Over the past week, I’ve spent a lot of time walking in the forest. On two occasions, I was lucky enough to see little brown frogs hopping through the fallen leaves. Frogs are thought to be an indicator of the overall health of a forest. Healthy frogs equals healthy forest—and if your frogs are showing up with six legs or four eyes, you know there’s something wrong with the larger system.
Similarly, your table of contents (or TOC) is a barometer of the overall health of your non-fiction manuscript. If the “forest” of your manuscript has pests, it’ll probably show up in the TOC.
Let’s imagine a book called BOTOXTM 101: A Guide for People Considering BOTOXTM Treatment. Here are three sample TOC’s for this book and the larger problems they point to:
Sample Table of Contents #1: The Scatterbrain
Ch. 1: What is BOTOXTM?
Ch. 2: Common uses of BOTOXTM
Ch. 3: Myths and Facts About BOTOXTM
Ch. 4: Bro-tox: Stories of Guys Who Love BOTOXTM
Ch. 5: Before-and-After Pics of Celebrity BOTOXTM Disasters
In this example, the author starts off with a few plausible-sounding chapters, then veers off into territory that, while interesting, does not belong in this particular book. Writers often get carried away in the first draft and want to include anything and everything they come up with, even if it doesn’t add up to a cohesive whole.
A common piece of advice handed out at writing workshops is “kill your darlings.” It’s not unusual for writers to hang on to sections or entire chapters that really don’t belong in their book simply because they’ve grown fond of them or stopped noticing them—they’re the writer’s “little darlings.”
While looking over your own table of contents, ask yourself if each chapter really belongs in this particular book—or if it would do better in a different book altogether.
Sample Table of Contents #2: The Narcissist
Ch. 1: BOTOXTM: Is It Right For You?
Ch. 2: My Personal Journey With BOTOXTM
Ch. 3: My Reasons for Getting BOTOXTM
Ch. 4: How BOTOXTM Saved My Marriage
One of the most frustrating things I’ve seen writers do is come up with a fantastic idea, then proceed to write about themselves instead of the idea. No matter what the book’s genre or its purported subject matter, there will always be writers who find themselves more fascinating than their ideas. Unfortunately, few readers share this fascination.
Some books call for more details about the author’s personal life than others, but unless you’re a celebrity or major-league athlete, be wary of putting yourself (rather than your brilliant idea) too much in the spotlight.

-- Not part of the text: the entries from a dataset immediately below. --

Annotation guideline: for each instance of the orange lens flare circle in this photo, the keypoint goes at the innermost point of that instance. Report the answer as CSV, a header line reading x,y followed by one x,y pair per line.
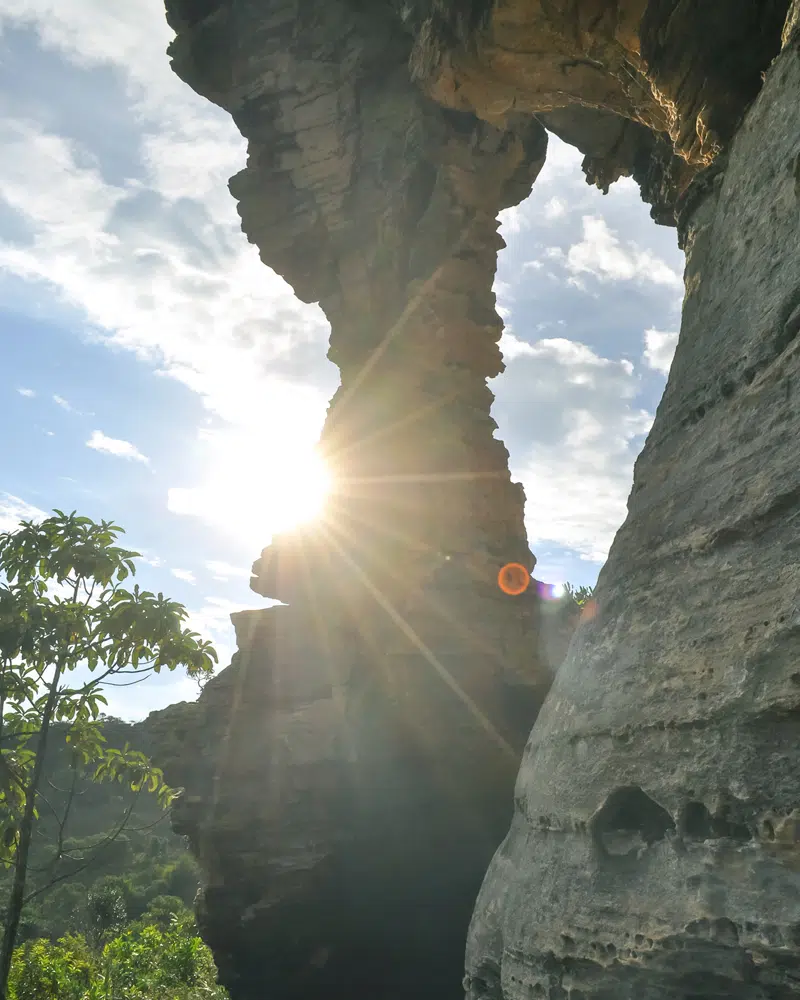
x,y
513,579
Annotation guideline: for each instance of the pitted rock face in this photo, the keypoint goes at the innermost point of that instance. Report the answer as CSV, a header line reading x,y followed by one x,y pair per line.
x,y
352,771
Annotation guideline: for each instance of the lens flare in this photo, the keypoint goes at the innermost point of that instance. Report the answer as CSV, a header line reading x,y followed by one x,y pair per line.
x,y
513,579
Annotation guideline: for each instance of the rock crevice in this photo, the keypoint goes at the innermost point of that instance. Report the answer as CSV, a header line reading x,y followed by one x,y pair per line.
x,y
362,747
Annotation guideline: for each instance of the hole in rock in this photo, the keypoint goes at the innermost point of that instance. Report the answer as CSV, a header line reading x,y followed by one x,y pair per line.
x,y
628,820
697,823
590,290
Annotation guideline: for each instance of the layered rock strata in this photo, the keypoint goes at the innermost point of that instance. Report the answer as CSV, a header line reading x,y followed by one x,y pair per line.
x,y
349,776
356,769
655,846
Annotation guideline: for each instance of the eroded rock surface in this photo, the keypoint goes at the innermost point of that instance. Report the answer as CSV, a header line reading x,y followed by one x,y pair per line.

Sample Table of Contents #3: Jude the Obscure
Ch. 1: BOTOXTM: A Beauty Revolution
Ch. 2: BOTOXTM: Turning Back the Clock on Age
Ch. 3: BOTOXTM: Helping Restore Your Natural Beauty
Ch. 4: BOTOXTM: Rejuvenate Your Face
After reading this (hypothetical) table of contents, I still have no idea what I’m going to learn from this book or how I’m going to benefit from buying it. The chapter titles all sound like variations on one another and are too vague to entice me to read them. I suspect the book will be a disorganized ramble with little useful information.
These examples might seem ridiculous, but they’re hardly an exaggeration of real book proposals that are submitted to publishers or turned into manuscripts and self-published every day.
If you suspect that your table of contents suffers from one of these (or any of dozens of other) serious conditions, have a friend or editor look it over. An unhealthy table of contents often indicates an unhealthy manuscript, so it’s worth some serious effort to correct.